Probability theory works by establishing a set of outcomes and assigning a probability (a number between 0 and 1) to each outcome or set of outcomes. In our die-throwing scenario, probability theory uses concepts such as the probability mass function to characterize the probabilities associated with our discrete random variable, providing us with insights into what we can expect during this random process.
Mathematical Statistics
Moving into the field of mathematical statistics, we take the principles of probability theory and apply them to analyze and interpret data. This branch smartly combines theory and methodology to make inferences about the real world based on samples of data. For example, if you wished to know the average number of times you'd have to roll a die to get a 2, you could use statistical techniques to estimate this number based on repeated trials.

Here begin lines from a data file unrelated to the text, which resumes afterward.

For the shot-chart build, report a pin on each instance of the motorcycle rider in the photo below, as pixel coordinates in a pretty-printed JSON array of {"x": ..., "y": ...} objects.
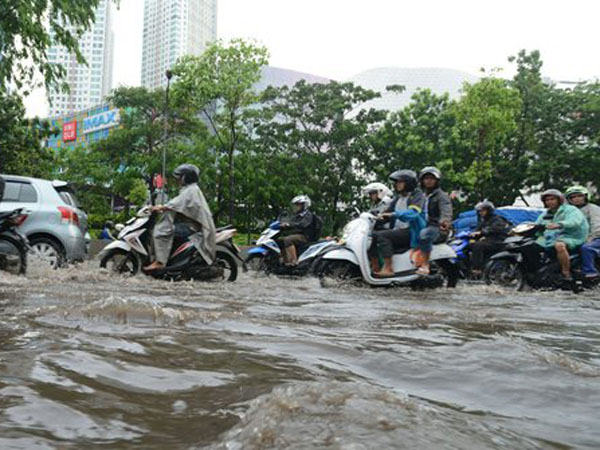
[
  {"x": 565, "y": 228},
  {"x": 186, "y": 214},
  {"x": 579, "y": 197},
  {"x": 438, "y": 215},
  {"x": 407, "y": 197},
  {"x": 490, "y": 233},
  {"x": 379, "y": 195},
  {"x": 301, "y": 229}
]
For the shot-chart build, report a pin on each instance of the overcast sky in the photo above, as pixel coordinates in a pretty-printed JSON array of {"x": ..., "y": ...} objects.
[{"x": 339, "y": 38}]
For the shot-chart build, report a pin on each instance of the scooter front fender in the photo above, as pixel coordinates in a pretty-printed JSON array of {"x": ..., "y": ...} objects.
[
  {"x": 517, "y": 257},
  {"x": 342, "y": 254},
  {"x": 114, "y": 245}
]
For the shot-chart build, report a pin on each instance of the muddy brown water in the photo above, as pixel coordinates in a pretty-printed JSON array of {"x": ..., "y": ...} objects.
[{"x": 90, "y": 360}]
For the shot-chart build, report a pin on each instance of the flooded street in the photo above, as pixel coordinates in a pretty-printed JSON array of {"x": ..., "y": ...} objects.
[{"x": 89, "y": 360}]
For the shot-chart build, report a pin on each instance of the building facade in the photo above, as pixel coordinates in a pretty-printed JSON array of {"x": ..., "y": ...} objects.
[
  {"x": 83, "y": 127},
  {"x": 88, "y": 84},
  {"x": 173, "y": 28}
]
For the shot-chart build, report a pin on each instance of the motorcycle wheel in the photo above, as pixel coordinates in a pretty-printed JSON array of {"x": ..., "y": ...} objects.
[
  {"x": 505, "y": 273},
  {"x": 337, "y": 269},
  {"x": 228, "y": 264},
  {"x": 10, "y": 248},
  {"x": 448, "y": 270},
  {"x": 256, "y": 263},
  {"x": 120, "y": 261}
]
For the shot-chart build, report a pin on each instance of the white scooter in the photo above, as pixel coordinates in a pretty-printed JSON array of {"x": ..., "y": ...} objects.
[
  {"x": 266, "y": 256},
  {"x": 351, "y": 261},
  {"x": 133, "y": 249}
]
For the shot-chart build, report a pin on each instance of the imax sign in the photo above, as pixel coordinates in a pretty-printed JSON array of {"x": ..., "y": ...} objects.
[{"x": 100, "y": 121}]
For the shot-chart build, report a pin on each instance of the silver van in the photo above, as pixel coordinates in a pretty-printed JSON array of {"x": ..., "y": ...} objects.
[{"x": 56, "y": 226}]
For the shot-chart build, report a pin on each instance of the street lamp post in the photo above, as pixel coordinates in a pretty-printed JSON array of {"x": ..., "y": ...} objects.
[{"x": 169, "y": 75}]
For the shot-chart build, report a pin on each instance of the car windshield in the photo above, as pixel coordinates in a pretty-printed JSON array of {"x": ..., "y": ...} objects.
[{"x": 68, "y": 196}]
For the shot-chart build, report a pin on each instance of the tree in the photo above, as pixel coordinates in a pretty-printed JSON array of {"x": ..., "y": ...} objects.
[
  {"x": 29, "y": 27},
  {"x": 486, "y": 118},
  {"x": 316, "y": 137},
  {"x": 219, "y": 85},
  {"x": 133, "y": 152},
  {"x": 418, "y": 135},
  {"x": 21, "y": 150}
]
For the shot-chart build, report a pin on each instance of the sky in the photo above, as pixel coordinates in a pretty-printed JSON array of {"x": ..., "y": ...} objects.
[{"x": 340, "y": 38}]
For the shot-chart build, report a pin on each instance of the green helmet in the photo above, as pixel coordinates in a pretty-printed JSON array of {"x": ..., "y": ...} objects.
[{"x": 575, "y": 190}]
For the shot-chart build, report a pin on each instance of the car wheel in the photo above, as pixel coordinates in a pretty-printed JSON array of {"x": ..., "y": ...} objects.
[
  {"x": 12, "y": 258},
  {"x": 48, "y": 251}
]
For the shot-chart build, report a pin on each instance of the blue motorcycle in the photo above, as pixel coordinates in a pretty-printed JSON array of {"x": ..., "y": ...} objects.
[
  {"x": 267, "y": 255},
  {"x": 460, "y": 244}
]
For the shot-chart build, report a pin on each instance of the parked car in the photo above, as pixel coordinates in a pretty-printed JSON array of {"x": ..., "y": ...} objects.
[{"x": 56, "y": 226}]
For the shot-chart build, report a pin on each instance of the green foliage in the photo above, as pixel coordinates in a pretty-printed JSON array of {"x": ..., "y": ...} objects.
[
  {"x": 219, "y": 85},
  {"x": 486, "y": 118},
  {"x": 21, "y": 151},
  {"x": 313, "y": 139},
  {"x": 256, "y": 152},
  {"x": 126, "y": 160}
]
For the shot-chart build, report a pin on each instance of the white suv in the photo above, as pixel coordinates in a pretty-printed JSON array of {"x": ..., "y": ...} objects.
[{"x": 56, "y": 226}]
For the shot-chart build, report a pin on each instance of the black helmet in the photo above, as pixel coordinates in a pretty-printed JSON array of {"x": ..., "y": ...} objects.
[
  {"x": 486, "y": 204},
  {"x": 553, "y": 193},
  {"x": 188, "y": 172},
  {"x": 408, "y": 176},
  {"x": 430, "y": 170}
]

Mathematical statistics allows us to estimate parameters, test hypotheses, and make predictions all based on random variables. It takes the abstract (like our die-throwing game) and makes it applicable, ensuring that we're not just relying on luck when we analyze patterns and trends in the data. In our exercise, techniques from mathematical statistics would enable us to provide a more detailed analysis of the behavior of our random variable across many instances of the experiment.